Integer overflow is another security problem. The official C standard says that the behavior of signed integers in case of overflow is "undefined". This allows the compiler to ignore overflow or assume that it doesn't occur. In the case of the Gnu compiler, the assumption that signed integer overflow doesn't occur has the unfortunate consequence that it allows the compiler to optimize away an overflow check. There are a number of possible remedies against this problem: (1) check for overflow before it occurs, (2) use unsigned integers - they are guaranteed to wrap around, (3) trap integer overflow with the option -ftrapv, but this is extremely inefficient, (4) get a compiler warning for such optimizations with option -Wstrict-overflow=2, or (5) make the overflow behavior well-defined with option -fwrapv or -fno-strict-overflow.



回答3:

No. Best approach to check in advance as here

If not what are other fast ways to check for an overflow ?

If you need to test after operation you can use floating point representation (double precision) - every 32-bit integer can be represented exactly as floating point number. If all of the machines you target support IEEE (which is probably the case if you don't have to consider mainframes), you can just do the operations, then use isfinite or isinf on the results. Fast (in terms of programmer's efforts) way is: The IEEE Standard for Floating-Point Arithmetic (IEEE 754) defines five exceptions, each of which returns a default value and has a corresponding status flag that (except in certain cases of underflow) is raised when the exception occurs. The five possible exceptions are:

  • Invalid operation: mathematically undefined, e.g., the square root of a negative number. By default, returns qNaN.
  • Division by zero: an operation on finite operands gives an exact infinite result, e.g., 1/0 or log(0).

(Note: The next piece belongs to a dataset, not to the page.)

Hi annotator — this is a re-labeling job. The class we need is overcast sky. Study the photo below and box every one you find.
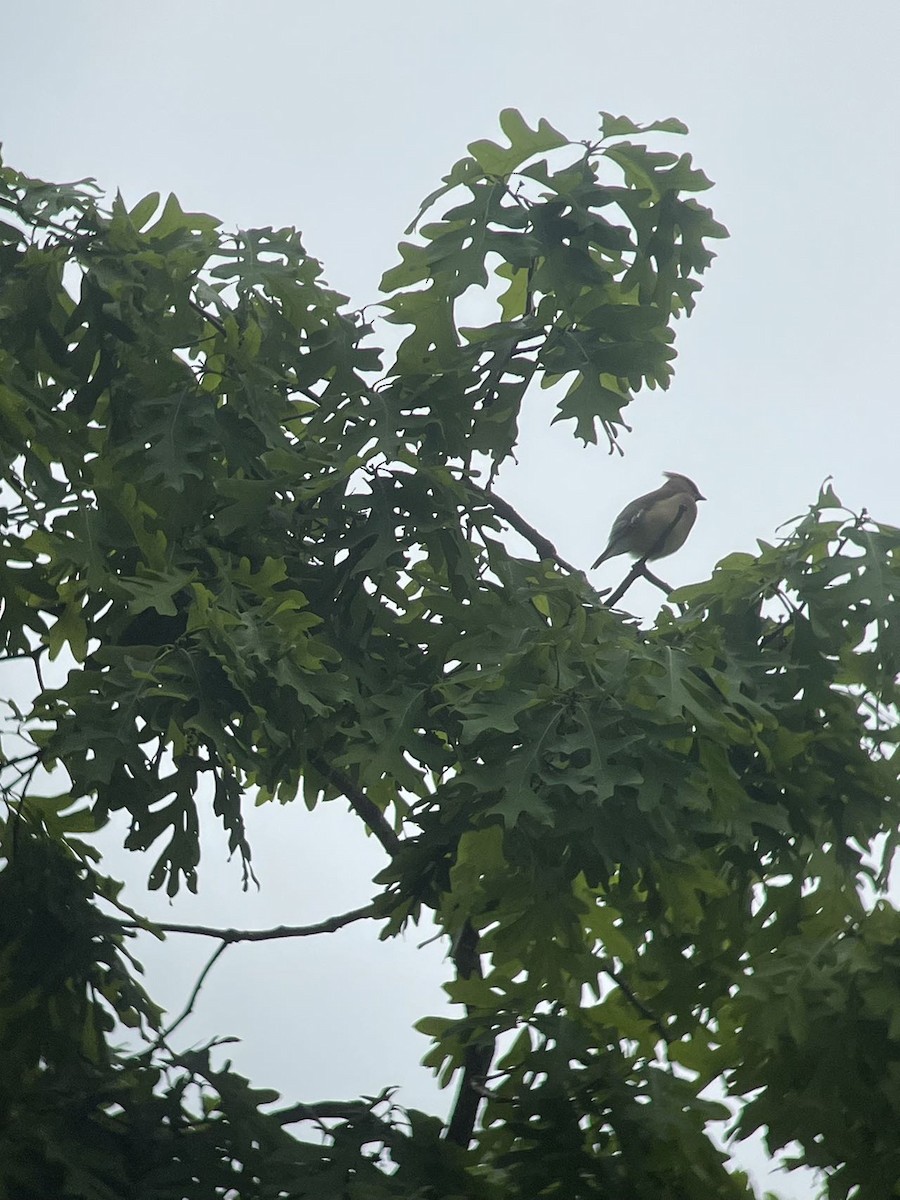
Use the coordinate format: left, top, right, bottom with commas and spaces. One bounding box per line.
0, 0, 900, 1196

By default, returns ±infinity.
  • Overflow: a result is too large to be represented correctly (i.e., its exponent with an unbounded exponent range would be larger than emax). By default, returns ±infinity for the round-to-nearest modes (and follows the rounding rules for the directed rounding modes).
  • Underflow: a result is very small (outside the normal range) and is inexact. By default, returns a subnormal or zero (following the rounding rules).
  • Inexact: the exact (i.e., unrounded) result is not representable exactly. By default, returns the correctly rounded result.


回答4:

This is probably not what you want to do for two reasons:

  1. not every CPU has an overflow flag
  2. using C++ there is actually no way to access the overflow flag

the overflow checking tips that people have posted before might be useful.

if you really want to very write fast code that multiplies two integers and checks the overflow flag, you will have to use assembly. if you want some examples for x86, then do ask



回答5:

You'd have to do the operation and check the overflow bit in inline assembly. You could do that and jump to a label on overflow, or (more generally but less efficiently) set a variable if it overflowed.



回答6:

Yea it's possible. You'll have to use some asm.

inline bool isOverflow() {
_asm jo isOverflow_true
return false;
isOverflow_true:return true;
}

That's it.

EDIT: Apparently it wasn't clear that you need to use this after a calculation to see if the calculation overflows. Since you don't know what the compiler will do with your calculations it's recommend to do the calculation in asm too.